As I walked down the drive this afternoon I could feel the acorns crunching beneath my feet. It was sunny and there was still some warmth but just a hint of chill air plus that unmistakable and indefinable smell of autumn.
It had been the same the previous night. I’m still not sleeping because of my skin (thankfully I see a dermatologist next week although I am a little cynical about holding out too much hope) and because of that I was conscious of the fog horns going on all night. They were not loud and not very near and it was mainly sea fog but nevertheless this was yet another sign of the change of season.

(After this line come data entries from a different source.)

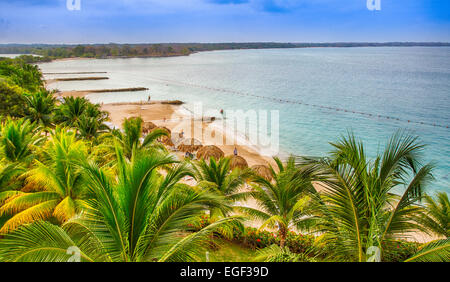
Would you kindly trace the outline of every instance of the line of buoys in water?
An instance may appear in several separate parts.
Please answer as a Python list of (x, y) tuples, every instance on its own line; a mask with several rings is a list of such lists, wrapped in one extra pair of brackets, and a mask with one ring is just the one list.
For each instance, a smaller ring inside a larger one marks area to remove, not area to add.
[(243, 92), (239, 92), (239, 91), (235, 91), (235, 90), (229, 90), (229, 89), (223, 89), (223, 88), (214, 88), (214, 87), (209, 87), (209, 86), (204, 86), (204, 85), (198, 85), (198, 84), (187, 83), (187, 82), (180, 82), (180, 81), (174, 81), (174, 80), (168, 80), (168, 79), (161, 79), (161, 78), (151, 78), (151, 79), (165, 81), (165, 82), (174, 83), (174, 84), (189, 85), (189, 86), (192, 86), (192, 87), (203, 88), (203, 89), (213, 90), (213, 91), (217, 91), (217, 92), (227, 92), (227, 93), (232, 93), (232, 94), (236, 94), (236, 95), (240, 95), (240, 96), (251, 96), (251, 97), (256, 97), (256, 98), (260, 98), (260, 99), (272, 100), (272, 101), (275, 101), (275, 102), (281, 102), (281, 103), (298, 104), (298, 105), (310, 106), (310, 107), (315, 107), (315, 108), (334, 110), (336, 112), (352, 113), (352, 114), (357, 114), (357, 115), (367, 116), (367, 117), (374, 117), (375, 116), (375, 117), (378, 117), (380, 119), (403, 121), (403, 122), (408, 122), (408, 123), (415, 123), (415, 124), (420, 124), (420, 125), (428, 125), (428, 126), (433, 126), (433, 127), (441, 127), (441, 128), (447, 128), (447, 129), (449, 128), (448, 125), (446, 126), (446, 125), (440, 125), (440, 124), (436, 124), (436, 123), (429, 123), (429, 122), (423, 122), (423, 121), (403, 120), (403, 119), (400, 119), (398, 117), (390, 117), (390, 116), (385, 116), (385, 115), (380, 115), (380, 114), (375, 115), (375, 114), (371, 114), (371, 113), (357, 112), (357, 111), (354, 111), (354, 110), (341, 109), (341, 108), (330, 107), (330, 106), (323, 106), (323, 105), (315, 105), (315, 104), (305, 103), (305, 102), (302, 102), (302, 101), (299, 101), (299, 100), (286, 100), (286, 99), (275, 98), (275, 97), (265, 97), (265, 96), (261, 96), (261, 95), (255, 95), (255, 94), (250, 94), (250, 93), (243, 93)]

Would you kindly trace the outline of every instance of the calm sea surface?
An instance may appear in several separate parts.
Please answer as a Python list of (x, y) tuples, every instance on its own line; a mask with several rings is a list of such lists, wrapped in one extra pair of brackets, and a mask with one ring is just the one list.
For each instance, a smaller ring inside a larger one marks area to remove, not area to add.
[[(98, 76), (110, 77), (51, 85), (60, 90), (150, 89), (90, 95), (94, 102), (140, 101), (151, 95), (155, 100), (183, 100), (187, 108), (202, 101), (214, 109), (279, 110), (284, 155), (324, 155), (332, 149), (329, 142), (353, 131), (373, 156), (389, 136), (406, 129), (428, 145), (424, 161), (436, 162), (430, 190), (450, 193), (447, 47), (214, 51), (174, 58), (58, 61), (40, 67), (44, 72), (106, 71)], [(73, 76), (95, 74), (47, 78)]]

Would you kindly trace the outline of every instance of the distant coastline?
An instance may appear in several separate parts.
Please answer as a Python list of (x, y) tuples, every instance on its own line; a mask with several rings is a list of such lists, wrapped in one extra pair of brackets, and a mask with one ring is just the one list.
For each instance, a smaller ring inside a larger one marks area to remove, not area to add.
[(22, 56), (25, 62), (39, 63), (77, 58), (163, 58), (221, 50), (356, 47), (450, 47), (450, 42), (0, 44), (0, 54), (25, 54)]

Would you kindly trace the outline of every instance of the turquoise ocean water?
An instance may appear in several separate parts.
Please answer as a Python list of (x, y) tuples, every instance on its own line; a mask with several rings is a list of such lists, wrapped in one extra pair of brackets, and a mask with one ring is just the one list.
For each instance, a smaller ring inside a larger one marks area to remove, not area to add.
[[(389, 136), (406, 129), (428, 145), (424, 160), (437, 165), (430, 189), (450, 193), (447, 47), (234, 50), (173, 58), (57, 61), (40, 67), (43, 72), (106, 71), (110, 77), (51, 84), (60, 90), (150, 89), (92, 94), (94, 102), (140, 101), (151, 95), (155, 100), (183, 100), (187, 108), (202, 101), (215, 109), (279, 110), (284, 155), (324, 155), (332, 149), (329, 142), (350, 130), (373, 156)], [(75, 75), (47, 78), (64, 76)]]

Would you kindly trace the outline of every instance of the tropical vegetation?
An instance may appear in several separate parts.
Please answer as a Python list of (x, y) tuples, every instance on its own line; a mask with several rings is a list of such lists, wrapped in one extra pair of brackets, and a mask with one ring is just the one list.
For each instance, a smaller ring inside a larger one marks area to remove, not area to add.
[(349, 133), (262, 177), (53, 96), (37, 67), (0, 60), (0, 261), (449, 261), (448, 195), (429, 193), (434, 164), (407, 132), (374, 157)]

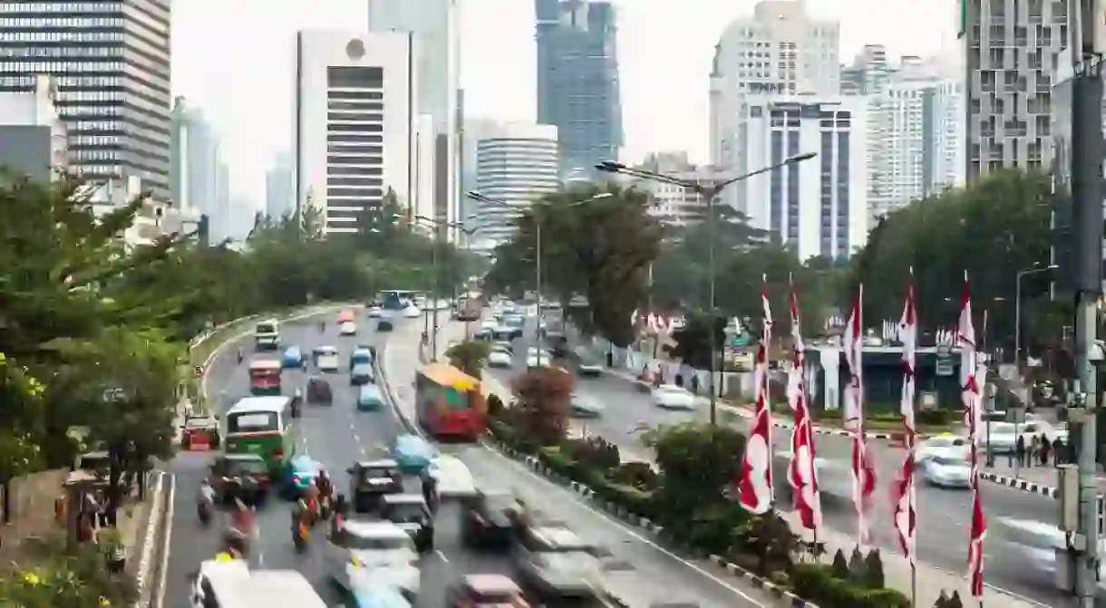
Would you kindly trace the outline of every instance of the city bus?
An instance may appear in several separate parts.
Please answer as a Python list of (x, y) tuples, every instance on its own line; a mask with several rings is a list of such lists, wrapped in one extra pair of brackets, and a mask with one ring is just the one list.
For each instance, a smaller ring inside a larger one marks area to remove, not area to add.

Lying awake in melancholic mood I could not help fingering the swollen gland in my neck. I can’t pretend I don’t worry about “the signs of activity” on my PET scan. Waiting until I have a CT scan and possibly a needle biopsy is very difficult. I have faced the prospect of death a few times in the last few years so I ran through the plans for looking after my mother and my own affairs but to be honest I did an awful lot of tidying up my life before I went into hospital so I got bored with too much angst.
In the morning Raymond said that the gland was swollen because of infection and I felt a little silly and over dramatic - unEnglish in fact. This is because being British, not too much emotion is allowed. In some ways that is good because it avoids self-obsession and worrying unnecessarily but in other ways it doesn’t help. Once you have had cancer you know it can return. You can’t be complacent about infections or the smallest change in your body. Gradually you learn to bear a weight of anxiety which would be impossible when one was younger. In other words, you learn to live with cancer knowing that no plans can be too concrete but that there still must be plans. We have to have some hope even if it will be dashed and to realise that there can be happiness in every day however dark.
When I was younger I lived with certainty, a certainty which was removed with the death of my father when I was 17. Now I have learned that life is more subtle. On one hand we take delight in our daughter’s new career and on the other we share the experience of all other parents in a certain sadness that an era is over. I used to teach adolescents about the themes in Elizabethan and Stuart poetry where life was so uncertain that to make the most of their lives they learned to seize the day. Carpe Diem – a theme for autumn.